Welcome to the WordWeaver documentation!

Note

WordWeaver is UNDER CONSTRUCTION and should not be expected to be fully documented or even work as expected! Check back soon for more information.

WordWeaver is a tool for visualizing and interacting with computational linguistic models.

Getting Started

Overview

What is WordWeaver?

WordWeaver is a Python library for turning an FST made with Foma into a RESTful API. It combines with the WordWeaver GUI to create an interactive web application for the data as well. WordWeaver was initially built for Kanyen’kéha but with all Iroquoian languages in mind. It will likely work for similar polysynthetic languages and Foma FSTs that model inflectional verbal morphology, but non-Iroquoian languages will likely have to modify the source in order to work.

Who made this?

WordWeaver is the outcome of collaborative research between the Onkwawenna Kenyohkwa Mohawk Immersion school and the Indigenous Language Technology research group at the National Research Council of Canada.

How do I make this for another language?

While we have made deliberate efforts to make WordWeaver simple to use, it will likely still require somebody with some experience with Natural Language Processing (NLP) in order to implement. The basic gist of it is that you will need to create or have the following:

  1. An FST-based model of your language’s inflectional verbal morphology (i.e. a model of how to make “conjugations”). Currently this must be a .fomabin file. Please contact us if you need other formats supported. (see Data)
  2. Four configuration files for setting up your WordWeaver instance (see Configuration.)
  3. JSON files containing all the verbs, pronouns and other affixes in your model (see Data.)
  4. A Swagger Specification for your API (see Data)

For steps on what to do next, please visit the Guides.

Installation

You can either install wordweaver with pip from PyPi:

pip install wordweaver

Or by cloning and installing from source:

git clone https://github.com/nrc-cnrc/wordweaver.git

cd wordweaver

pip install -e .

CLI

wordweaver

Management script for WordWeaver

wordweaver [OPTIONS] COMMAND [ARGS]...

Options

--version

Show the flask version

--version

Show the version and exit.

foma

Interact with foma through command line

wordweaver foma [OPTIONS] [up|down|lower-words] [INP]

Options

--plain, --no-plain
--txt, --no-txt
--pkl, --no-pkl

Arguments

COMMAND

Required argument

INP

Optional argument

routes

Show all registered routes with endpoints and methods.

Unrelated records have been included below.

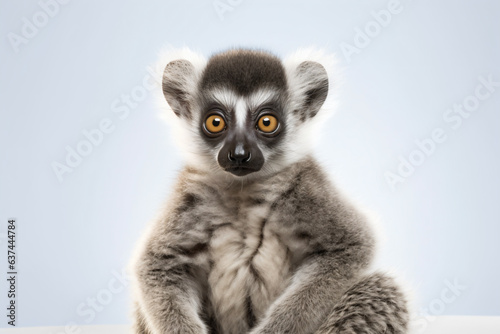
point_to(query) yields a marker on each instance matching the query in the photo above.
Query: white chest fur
(250, 267)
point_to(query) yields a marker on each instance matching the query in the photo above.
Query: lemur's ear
(310, 88)
(179, 86)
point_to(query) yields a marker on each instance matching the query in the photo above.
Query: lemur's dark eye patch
(215, 124)
(267, 123)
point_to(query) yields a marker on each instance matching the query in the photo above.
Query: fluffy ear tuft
(312, 81)
(178, 84)
(178, 71)
(309, 75)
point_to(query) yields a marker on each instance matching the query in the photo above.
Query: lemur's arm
(309, 299)
(171, 291)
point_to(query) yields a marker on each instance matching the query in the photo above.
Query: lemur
(255, 238)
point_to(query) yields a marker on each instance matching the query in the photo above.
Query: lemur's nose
(240, 154)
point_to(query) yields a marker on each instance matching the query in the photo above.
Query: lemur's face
(244, 111)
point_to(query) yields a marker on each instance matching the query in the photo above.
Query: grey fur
(281, 251)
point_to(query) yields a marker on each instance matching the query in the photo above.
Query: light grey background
(441, 225)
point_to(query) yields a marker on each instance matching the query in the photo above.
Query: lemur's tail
(375, 304)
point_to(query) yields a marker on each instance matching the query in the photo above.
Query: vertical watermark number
(11, 272)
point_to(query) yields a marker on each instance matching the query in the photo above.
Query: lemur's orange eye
(267, 123)
(215, 123)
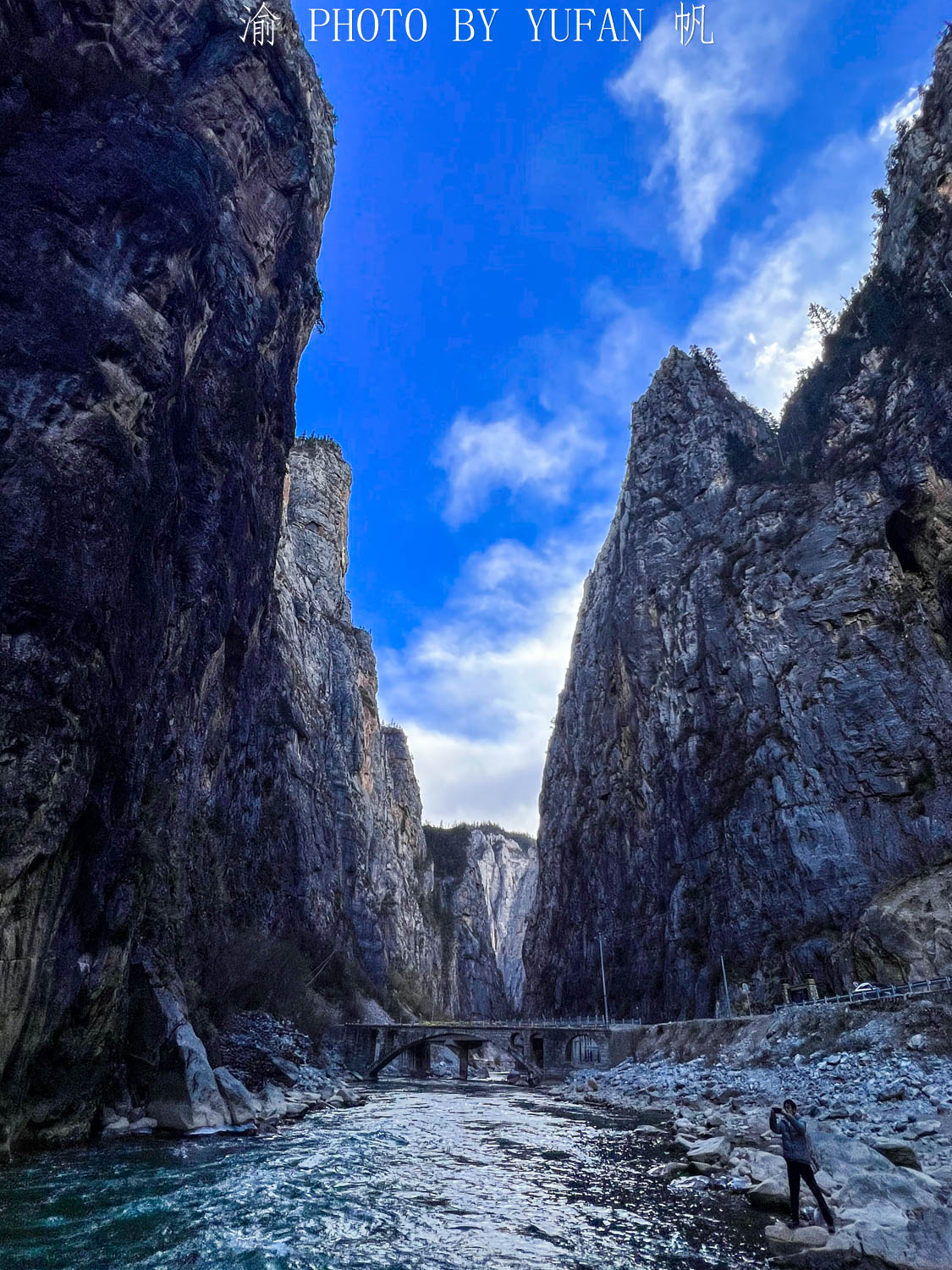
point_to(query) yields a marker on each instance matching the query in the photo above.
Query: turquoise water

wordweaver routes [OPTIONS]

Options

-s, --sort <sort>

Method to sort routes by. “match” is the order that Flask will match routes when dispatching a request.

Options:endpoint|methods|rule|match
--all-methods

Show HEAD and OPTIONS methods.

run

Run a local development server.

This server is for development purposes only. It does not provide the stability, security, or performance of production WSGI servers.

The reloader and debugger are enabled by default if FLASK_ENV=development or FLASK_DEBUG=1.

wordweaver run [OPTIONS]

Options

-h, --host <host>

The interface to bind to.

-p, --port <port>

The port to bind to.

--cert <cert>

Specify a certificate file to use HTTPS.

--key <key>

The key file to use when specifying a certificate.

--reload, --no-reload

Enable or disable the reloader. By default the reloader is active if debug is enabled.

--debugger, --no-debugger

Enable or disable the debugger. By default the debugger is active if debug is enabled.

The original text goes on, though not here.